In selecting the age range, our goal was to avoid the potential confound of neurodevelopment during the 16-week time window between the baseline neuropsychological evaluation and the posttreatment assessment, while also minimizing any superimposing effect of neurodegeneration on these measures. The pitfalls represented by recruiting participants of advanced age and concomitant health issues were seen recently in the study by Hanney et al.
named ‘Memantine for dementia in adults older than 40 years with Down's syndrome' (MEADOWS). This study was a randomized, double-blind, placebo-controlled trial to assess safety and efficacy of memantine on the treatment of cognitive decline associated with dementia in individuals with DS. Although 1-year-long treatment with memantine was well tolerated in this participant cohort, efficacy data were completely negative. The design of the MEADOWS trial preceded many important recent findings in the field of DS research; therefore, it did not benefit from newly available information. For example, neuropsychological assessments of hippocampus-dependent measures were not included in the protocol. Additionally, it is plausible to assume that, by the time treatment began, various irreversible pathological cellular cascades were already triggered and the disease process might have reached a point of no return (see Costa39
for a more complete set of comments on the MEADOWS trial). Therefore, an investigation of the potential neuroprotective role of memantine in young, healthy adults with DS cannot be discarded in light of the present evidence.
Because of the novel nature of some of the findings in the present study, it would be prudent to proceed with caution and our results should be reproduced in a larger sample of participants before an even larger, phase III multicenter trial can be planned. Although memantine therapy has proven safe and well tolerated here and in the MEADOWS trial, given the expression of increased anxiety in some participants in both trials, a dose-finding trial may also be warranted. Eventually, we also would like to design future trials specifically to include younger, school-age children, similar to what has been done recently by Kishnani et al.

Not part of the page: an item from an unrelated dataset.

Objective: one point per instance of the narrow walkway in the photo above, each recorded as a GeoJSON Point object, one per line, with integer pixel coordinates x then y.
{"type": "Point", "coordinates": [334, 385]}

where these authors investigated the potential usefulness of the anticholinesterase drug donepezil for treatment of cognitive dysfunction in children with DS aged 10–17 years. At present, however, very little clinical (or even preclinical) safety data on memantine are available for pediatric participants. Finally, it would be important to explore the usefulness of electrophysiological, imaging and/or biochemical biomarkers in future studies. Such biomarkers would not only provide potential surrogate end points in addition to neuropsychological measures, but also might allow for a more inclusive recruitment in future studies. One could argue, for example, that individuals who are nonverbal and/or display significant behavioral issues are exactly those who might benefit the most from therapies directed at enhancing cognitive abilities in individuals with DS.